Некромант и такса (Федорова) - страница 85

Дело кончилось тем, что он встал и сказал, что поедет со мной. Нет, он не боится отвечать перед церковной делегацией, которая явится по его душу. Но хочет убедиться в том, я говорю правду. Что маленькая колдунья, звавшая его с собой вступить в Вечную Стражу и защищать пряничную Бромму, в которой все неправильно, погибла не зря. Уйти из полицейской башни действительно было самое время, пока стражи не вернулись и церковная делегация, которая сегодня-завтра будет, не посадила его накрепко под свою опеку.
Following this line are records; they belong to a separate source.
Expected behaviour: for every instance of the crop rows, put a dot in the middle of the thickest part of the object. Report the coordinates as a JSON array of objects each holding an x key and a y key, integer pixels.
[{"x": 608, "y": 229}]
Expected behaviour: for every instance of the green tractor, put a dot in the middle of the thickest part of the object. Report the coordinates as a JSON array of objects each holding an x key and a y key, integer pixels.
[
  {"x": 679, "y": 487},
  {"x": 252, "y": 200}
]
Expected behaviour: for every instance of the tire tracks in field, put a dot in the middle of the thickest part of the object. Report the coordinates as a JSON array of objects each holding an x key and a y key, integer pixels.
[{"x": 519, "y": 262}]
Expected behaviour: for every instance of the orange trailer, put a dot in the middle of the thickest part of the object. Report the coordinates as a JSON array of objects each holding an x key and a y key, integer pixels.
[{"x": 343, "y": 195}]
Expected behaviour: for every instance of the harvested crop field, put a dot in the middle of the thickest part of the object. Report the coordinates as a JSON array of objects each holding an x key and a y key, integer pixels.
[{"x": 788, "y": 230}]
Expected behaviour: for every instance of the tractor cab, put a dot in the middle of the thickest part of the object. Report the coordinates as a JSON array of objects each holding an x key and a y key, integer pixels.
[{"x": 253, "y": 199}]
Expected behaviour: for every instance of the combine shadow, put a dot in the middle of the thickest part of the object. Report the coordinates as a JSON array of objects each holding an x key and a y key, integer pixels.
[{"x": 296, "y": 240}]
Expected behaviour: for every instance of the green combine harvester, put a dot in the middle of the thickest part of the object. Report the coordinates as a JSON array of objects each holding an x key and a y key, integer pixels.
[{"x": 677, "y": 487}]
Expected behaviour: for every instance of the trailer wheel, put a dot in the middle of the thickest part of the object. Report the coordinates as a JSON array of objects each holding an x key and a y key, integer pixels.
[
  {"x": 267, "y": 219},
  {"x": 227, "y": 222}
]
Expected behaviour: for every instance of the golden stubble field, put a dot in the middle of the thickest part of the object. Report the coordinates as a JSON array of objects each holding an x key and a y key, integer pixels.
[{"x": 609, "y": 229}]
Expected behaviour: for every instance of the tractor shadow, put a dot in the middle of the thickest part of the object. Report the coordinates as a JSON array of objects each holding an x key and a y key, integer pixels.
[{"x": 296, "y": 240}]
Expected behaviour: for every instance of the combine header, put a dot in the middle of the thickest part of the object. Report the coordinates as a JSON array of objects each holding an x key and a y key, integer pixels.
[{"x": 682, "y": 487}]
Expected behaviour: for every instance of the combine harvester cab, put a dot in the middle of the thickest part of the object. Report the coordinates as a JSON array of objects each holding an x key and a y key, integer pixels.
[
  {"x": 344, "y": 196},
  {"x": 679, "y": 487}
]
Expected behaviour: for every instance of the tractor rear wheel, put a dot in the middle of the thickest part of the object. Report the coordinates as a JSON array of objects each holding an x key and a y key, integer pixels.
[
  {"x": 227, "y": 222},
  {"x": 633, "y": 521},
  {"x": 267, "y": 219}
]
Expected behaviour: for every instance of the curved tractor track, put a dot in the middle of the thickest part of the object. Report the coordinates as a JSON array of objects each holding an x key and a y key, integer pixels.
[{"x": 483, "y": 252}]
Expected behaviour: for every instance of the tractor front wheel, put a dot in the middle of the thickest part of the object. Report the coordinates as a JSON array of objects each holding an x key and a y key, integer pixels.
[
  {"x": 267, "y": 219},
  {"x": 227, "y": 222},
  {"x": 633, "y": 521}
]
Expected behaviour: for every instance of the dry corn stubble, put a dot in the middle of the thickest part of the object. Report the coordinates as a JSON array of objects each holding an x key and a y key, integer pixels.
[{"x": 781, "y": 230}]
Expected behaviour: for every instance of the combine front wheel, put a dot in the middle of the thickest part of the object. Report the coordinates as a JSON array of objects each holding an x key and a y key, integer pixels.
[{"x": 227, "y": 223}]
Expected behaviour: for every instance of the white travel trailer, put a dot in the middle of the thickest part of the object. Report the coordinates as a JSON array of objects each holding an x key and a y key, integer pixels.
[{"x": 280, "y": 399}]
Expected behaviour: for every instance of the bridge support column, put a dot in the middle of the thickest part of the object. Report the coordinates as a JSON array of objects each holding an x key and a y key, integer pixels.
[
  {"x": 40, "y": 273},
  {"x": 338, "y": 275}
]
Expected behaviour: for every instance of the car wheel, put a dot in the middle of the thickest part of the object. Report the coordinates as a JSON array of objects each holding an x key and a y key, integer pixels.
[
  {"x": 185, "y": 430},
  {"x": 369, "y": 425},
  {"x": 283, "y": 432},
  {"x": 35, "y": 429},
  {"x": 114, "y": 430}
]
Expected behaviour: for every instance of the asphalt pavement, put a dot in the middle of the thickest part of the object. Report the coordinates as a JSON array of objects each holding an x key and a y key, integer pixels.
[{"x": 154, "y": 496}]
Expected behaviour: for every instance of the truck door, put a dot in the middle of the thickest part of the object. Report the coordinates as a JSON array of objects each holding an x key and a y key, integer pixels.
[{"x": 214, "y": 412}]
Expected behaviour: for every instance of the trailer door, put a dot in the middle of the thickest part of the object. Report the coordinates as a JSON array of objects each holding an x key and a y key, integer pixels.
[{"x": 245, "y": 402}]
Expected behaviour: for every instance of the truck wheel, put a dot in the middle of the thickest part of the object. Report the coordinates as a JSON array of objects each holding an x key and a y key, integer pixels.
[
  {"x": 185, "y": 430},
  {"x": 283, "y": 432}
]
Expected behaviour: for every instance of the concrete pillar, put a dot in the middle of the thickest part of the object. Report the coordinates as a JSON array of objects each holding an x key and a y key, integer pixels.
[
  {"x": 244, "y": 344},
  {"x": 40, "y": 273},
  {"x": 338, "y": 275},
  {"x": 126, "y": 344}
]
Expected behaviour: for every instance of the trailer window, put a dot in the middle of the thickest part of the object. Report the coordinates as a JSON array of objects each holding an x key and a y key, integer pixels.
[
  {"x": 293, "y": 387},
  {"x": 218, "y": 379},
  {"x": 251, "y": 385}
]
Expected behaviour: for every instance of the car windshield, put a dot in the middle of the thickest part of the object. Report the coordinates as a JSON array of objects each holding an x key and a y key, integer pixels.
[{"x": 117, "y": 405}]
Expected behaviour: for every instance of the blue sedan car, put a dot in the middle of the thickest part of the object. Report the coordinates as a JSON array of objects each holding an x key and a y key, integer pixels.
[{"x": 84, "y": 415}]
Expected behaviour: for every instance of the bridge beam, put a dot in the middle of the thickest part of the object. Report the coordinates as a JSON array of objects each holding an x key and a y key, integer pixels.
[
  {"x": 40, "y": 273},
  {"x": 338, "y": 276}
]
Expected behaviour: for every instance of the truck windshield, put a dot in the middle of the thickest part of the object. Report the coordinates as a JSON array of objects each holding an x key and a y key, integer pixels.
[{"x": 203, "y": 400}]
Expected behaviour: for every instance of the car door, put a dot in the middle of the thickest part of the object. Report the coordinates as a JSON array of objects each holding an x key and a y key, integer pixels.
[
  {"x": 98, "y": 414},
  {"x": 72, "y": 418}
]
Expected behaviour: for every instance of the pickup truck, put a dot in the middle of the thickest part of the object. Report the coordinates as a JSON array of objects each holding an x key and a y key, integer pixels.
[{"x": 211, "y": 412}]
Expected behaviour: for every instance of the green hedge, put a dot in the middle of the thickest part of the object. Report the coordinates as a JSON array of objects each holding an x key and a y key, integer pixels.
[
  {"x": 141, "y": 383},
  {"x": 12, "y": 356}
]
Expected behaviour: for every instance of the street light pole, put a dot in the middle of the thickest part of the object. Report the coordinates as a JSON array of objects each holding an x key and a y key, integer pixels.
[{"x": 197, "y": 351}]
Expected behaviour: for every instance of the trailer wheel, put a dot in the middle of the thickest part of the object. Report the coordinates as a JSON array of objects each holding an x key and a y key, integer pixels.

Молодого человека зовут Доран, "отец Доран" сказать я ему отчего-то не могу, обстоятельства его и моей жизни не складываются в слова. Он тоже не зовет меня "мастер", говорит "господин колдун". Если Доран сбежит от своих, то и какой он уже "отец". Его заочно лишат сана, как только в Бромму доедет епископский представитель. Ростом священник выше меня, худой, нескладный. Очень грязный, от него плохо пахнет. Поэтому в наше разбойничье войско он вписывается как родной. Словно с самого начала с нами был. Нужна ли мне его помощь, как обладающего даром некромантии, не знаю. Скорее, нет, чем да. Подобные потерявшие себя люди обычно обуза. Но в разговоры он не ввязывается и пока мне не мешает. Думаю о его жизни: шел, шел куда-то, никуда не пришел. Не мог же он не знать о собственном даре? Сознание особенности, понимание сути дарования приходит к колдуну лет в двенадцать-тринадцать. Почему не признал его в себе и причалил к другому берегу? Впрочем, может быть, еще соберется с силами. Молодость тем хороша, что на тебе нет ярма обязательств и ты еще можешь выбирать себе будущее. Ту дорогу, которую он выбрал для себя, поперек призвания, вопреки дару, он не выдержит, это заметно.

Я отдал ему завтрак, приготовленный мне вдовой в дорогу, а старый Фальк уступил свою клячу и латанную-переатанную кожаную куртку взамен безнадежно испорченной сутаны. Мне жаль, что Фальк остается. И жаль, что не было времени толком поговорить с Фальком. Все, что я успел от него узнать полезного – два заклятья на скрещенных пальцах. Их можно делать молча, но в моих неумелых руках и при неподходящем даре необходимой великой силы разрушения в них нет. Так, собачий хвост подпалить, табурет опрокинуть. Надеяться я могу только на себя и на то, что успел выучить. Зато я увидел, как Фальк прощается с Душечкой, и понял, кто Душечкин папаша-колдун.

Сейчас полдень, двадцать миль дорога была приличной, дальше превращается в кривую козью тропу. Надеюсь, она проходима, потому что впереди есть и наша пограничная застава, и иберринская, с проверкой паспортов. Карету уже отправили назад. У меня с собой холщовый мешок с вещами, походная чернильница и дневник. Надеюсь, путешествие наше за грань разумного будет недолгим. Потому что чем ближе к границе, тем страшнее веет оттуда холодом и железом. Страх этот ощутителен не только из-за Машины, с которой мы неуклонно идем навстречу друг другу, но и из-за того, что паспорта у нас липа наколдованная. Особенно мой, переделанный на коленке вчера вечером. Если нас пропустят, это будет чудо.